There are several aspects of Severa's letters that should be regarded as literary, even though they were not written for a wide readership. In particular, they share several thematic and stylistic features with other surviving writings in Latin by women from Greek and Roman antiquity. Although Severa's name reveals that she is unlikely to be related to Sulpicia Lepidina, she refers frequently to Lepidina as her sister, and uses the word iucundus to evoke a strong and sensual sense of the pleasure Lepidina's presence would bring, creating a sense of affection through her choice of language. In the post-script written in her own hand, she appears to draw on another Latin, literary model, from the fourth book of the Aeneid, in which at 4.8 Vergil characterises Anna as Dido's unanimam sororem, "sister sharing a soul", and at 4.31, she is "cherished more than life" (luce magis dilecta sorori). Although this is not proof that Severa and Lepidina were familiar with Virgil's writing, another letter in the archive, written between two men, directly quotes a line from the Aeneid, suggesting that the sentiments and language Sulpicia used do indeed draw on a Virgilian influence.
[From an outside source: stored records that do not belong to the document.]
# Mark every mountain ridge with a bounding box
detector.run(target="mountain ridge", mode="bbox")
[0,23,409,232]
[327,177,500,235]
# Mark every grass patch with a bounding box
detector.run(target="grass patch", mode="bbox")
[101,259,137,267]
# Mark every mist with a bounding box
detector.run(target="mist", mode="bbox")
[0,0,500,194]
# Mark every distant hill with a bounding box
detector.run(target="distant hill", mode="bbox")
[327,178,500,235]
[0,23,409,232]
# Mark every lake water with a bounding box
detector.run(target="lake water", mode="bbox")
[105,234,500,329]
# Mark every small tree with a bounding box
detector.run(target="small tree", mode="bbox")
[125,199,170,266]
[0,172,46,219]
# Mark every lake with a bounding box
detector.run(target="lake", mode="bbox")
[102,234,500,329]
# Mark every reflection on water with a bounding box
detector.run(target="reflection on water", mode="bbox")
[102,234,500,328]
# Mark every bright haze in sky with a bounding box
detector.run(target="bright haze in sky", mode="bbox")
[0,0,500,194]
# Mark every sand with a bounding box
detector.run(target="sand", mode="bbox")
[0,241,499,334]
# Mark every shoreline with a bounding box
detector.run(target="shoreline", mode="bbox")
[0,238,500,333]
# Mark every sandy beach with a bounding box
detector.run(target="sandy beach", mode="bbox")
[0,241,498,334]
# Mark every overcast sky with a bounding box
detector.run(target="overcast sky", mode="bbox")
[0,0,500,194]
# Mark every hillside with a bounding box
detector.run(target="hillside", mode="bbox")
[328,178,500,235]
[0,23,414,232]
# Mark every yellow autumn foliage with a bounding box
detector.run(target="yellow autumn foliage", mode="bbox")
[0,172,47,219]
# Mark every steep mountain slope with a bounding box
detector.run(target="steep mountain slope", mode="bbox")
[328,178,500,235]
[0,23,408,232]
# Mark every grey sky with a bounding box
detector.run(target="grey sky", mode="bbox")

The Latin word that was chosen to describe the birthday festivities, sollemnis, is also noteworthy, as it means "ceremonial, solemn, performed in accordance with the forms of religion", and suggests that Severa has invited Lepidina to what was an important annual religious occasion.

==Display of letter==
The invitation was acquired in 1986 by the British Museum, where it holds registration number 1986,1001.64. The museum has a selection of the Vindolanda Tablets on display, and loans some to the museum at Vindolanda.